The fifth episode of the series “Nayda in Hollywood”, presented by Simo Benbachir on the 360 website in Arabic, featured Moroccan interior designer Fatyne River, a Casablanca native who moved to Paris and later to the United States, where she began a successful professional career.

With a degree in business administration and a Master’s degree in interior design and fashion design, Fatyne worked for several years at the French fashion house Chanel before deciding to found her own company specializing in interior design for restaurants and luxury hotels. She then created another fashion company for Hollywood celebrities who go to Paris to shoot their films.

And after having succeeded in convincing many American stars, and consolidating her position on the American market, Fatyne decided to open a branch of her company in Beverly Hills, a city of luxury.

Fatyne contributed to the renovation of the Eiffel Tower’s decorations after participating in a competition in France and winning her first prize. She also worked on the decoration of the famous Costa Bari hotel that American celebrities spend time at during their visits to Paris. She also renovated the presidential pavilion, reserved for foreign kings and presidents at the Four Seasons Hotel in Beverly Hills. She has also contributed to several other large-scale projects in many countries, including Turkey, Dubai, Ibiza, Thailand and the United Arab Emirates.

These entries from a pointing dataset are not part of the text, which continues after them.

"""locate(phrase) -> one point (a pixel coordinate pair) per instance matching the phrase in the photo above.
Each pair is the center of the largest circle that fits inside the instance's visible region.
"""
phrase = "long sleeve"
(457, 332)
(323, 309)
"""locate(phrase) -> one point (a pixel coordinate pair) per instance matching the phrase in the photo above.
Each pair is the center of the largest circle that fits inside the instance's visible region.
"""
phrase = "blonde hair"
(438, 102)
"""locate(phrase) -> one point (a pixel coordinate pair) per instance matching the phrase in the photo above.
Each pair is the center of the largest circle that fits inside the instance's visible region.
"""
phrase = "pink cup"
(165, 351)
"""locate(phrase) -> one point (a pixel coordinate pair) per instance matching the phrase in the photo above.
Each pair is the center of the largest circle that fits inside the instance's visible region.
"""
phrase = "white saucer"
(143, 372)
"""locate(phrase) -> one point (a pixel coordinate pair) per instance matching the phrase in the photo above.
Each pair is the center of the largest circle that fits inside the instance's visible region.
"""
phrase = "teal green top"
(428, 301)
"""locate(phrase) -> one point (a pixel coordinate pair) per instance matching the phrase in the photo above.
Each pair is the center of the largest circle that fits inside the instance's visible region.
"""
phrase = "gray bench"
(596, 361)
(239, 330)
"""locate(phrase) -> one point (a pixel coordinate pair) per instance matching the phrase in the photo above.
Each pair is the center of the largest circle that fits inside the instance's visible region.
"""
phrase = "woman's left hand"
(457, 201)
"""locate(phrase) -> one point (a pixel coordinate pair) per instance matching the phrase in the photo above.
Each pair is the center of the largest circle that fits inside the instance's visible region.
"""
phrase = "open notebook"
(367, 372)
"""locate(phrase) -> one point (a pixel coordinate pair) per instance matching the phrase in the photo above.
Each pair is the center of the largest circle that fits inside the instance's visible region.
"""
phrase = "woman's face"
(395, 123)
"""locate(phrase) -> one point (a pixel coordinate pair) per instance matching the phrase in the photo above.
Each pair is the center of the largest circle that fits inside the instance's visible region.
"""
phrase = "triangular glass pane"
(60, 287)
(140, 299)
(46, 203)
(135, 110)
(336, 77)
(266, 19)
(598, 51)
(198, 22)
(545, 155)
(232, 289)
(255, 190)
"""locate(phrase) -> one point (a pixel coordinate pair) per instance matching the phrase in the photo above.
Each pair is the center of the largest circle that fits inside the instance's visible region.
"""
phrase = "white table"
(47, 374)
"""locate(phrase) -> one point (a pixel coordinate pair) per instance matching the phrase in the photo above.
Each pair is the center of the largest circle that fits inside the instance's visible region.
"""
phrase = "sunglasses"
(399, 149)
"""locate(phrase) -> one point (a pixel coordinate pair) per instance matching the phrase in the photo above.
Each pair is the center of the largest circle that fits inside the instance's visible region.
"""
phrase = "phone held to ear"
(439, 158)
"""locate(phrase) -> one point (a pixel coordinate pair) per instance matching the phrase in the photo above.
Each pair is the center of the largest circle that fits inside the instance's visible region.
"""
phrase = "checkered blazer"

In her interview with Simo, Fatyne said that the Moroccan decor is very rich in compositions and chromatic combinations. That’s why her American clients love it, because they find it inspiring and exotic. So, they want to have it in every corner of their homes to be able to enjoy the sensations of rest that it provides as well as the fabulous diving into a country of magic and beauty.

Fatyne insists on using Moroccan fabrics and products to create authentic decorations, especially for leather lighting. In this regard, she points out that if “in Morocco, we find these lights seem to us to be objects of flat banality, the Americans, on the other hand, are fascinated by them, because they do not exist in their culture”.

Fatyne told Simo that nothing could stand in the way of anyone to succeeded in the United States, provided they were serious, persistent and of good reputation. She urged young Moroccans, obsessed with the images of celebrities on social networks, to invest themselves in their studies, to work hard to achieve similar successes to those of these celebrities, and to work, rather than spend their time looking at the successes of others.